Mas as dificuldades ainda são muitas, assegura. “O poder público continua não olhando por ninguém, somos nós junto com alguns apoiadores que nos ajudam para fazer com que milhares de famílias carentes de tudo não passem fome”.

Tomando sua história de vida como exemplo, ela reconhece o valor do movimento comunitário, “visto que fui uma pessoa que até aquele momento não sabia que tinha tanto essa vontade de lutar por aquilo que acredito. Aprendi muito e continuo aprendendo agora”, afirma, lamentando, porém, que atualmente as coisas “deram uma parada”. Acredita que “o povo perdeu um pouco o interesse por lutas com essa conjuntura que vive o país”.

Saúde desmontada e guerra de territórios


Moradores protestam contra fechamento de posto de saúde / Divulgação

Em 20 de junho, apesar do agravamento da pandemia no Rio Grande do Sul, a prefeitura fechou a Unidade de Saúde Tronco, não sem enfrentar protestos dos moradores, articulados pela União de Vilas. “A saúde está sendo desmontada. Já são três postos dentro da Cruzeiro fechados. Tudo está sendo acumulado no Postão da Cruzeiro, que é uma unidade de pronto atendimento, com seis equipes profissionais completas, mas que está completamente esgoelado, lotado de casos de pessoas com doenças respiratórias graves, que não sabemos se é covid porque não tem nenhum teste”, denuncia Ronaldo Souza, que também é do Conselho Distrital de Saúde da região.

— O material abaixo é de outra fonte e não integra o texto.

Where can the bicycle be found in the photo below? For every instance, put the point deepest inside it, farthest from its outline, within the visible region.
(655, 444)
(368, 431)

De acordo com o líder comunitário, ao fechar unidades de saúde, a prefeitura desconsidera a realidade de quem vive na periferia, já que a questão territorial é muito forte. “Um dos elementos centrais do desmanche é que, das pessoas que consultam em determinado posto, uma grande parte tem dificuldade de se deslocar para o Postão por causa da guerra de territórios”, acentua. E prossegue: “Mesmo que tu não estejas envolvido nas brigas e na questão das ‘bocas’, a pessoa sendo do território X não pode ir no território A”. Fora a questão do deslocamento dos idosos e o tratamento de doenças crônicas, realizado pelas equipes do programa Saúde da Família, “que estão sendo desmanteladas, estão só fazendo esse atendimento de emergência no Postão”.

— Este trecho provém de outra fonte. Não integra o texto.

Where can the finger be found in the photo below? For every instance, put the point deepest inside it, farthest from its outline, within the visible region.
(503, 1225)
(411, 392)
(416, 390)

Outros problemas enfrentados pelos moradores da Grande Cruzeiro, comuns a outros bairros da capital, é a supressão de linhas de ônibus, a demissão dos funcionários das creches, o fechamento dos Centros de Referência em Assistência Social, constantes faltas d’água e asfalto esburacado.

“Por último, tem aquela obra inacabada da Copa que cria um ambiente de guerra, é caos total”, recorda Souza. Segundo ele, lutar para melhorar a situação de quem vive excluído das prioridades políticas é o que motiva o movimento comunitário. “O que estamos fazendo é construção dessa teia social, laços de solidariedade para que acumulemos força para, no futuro, poder fazer lutas coletivas no território todo”.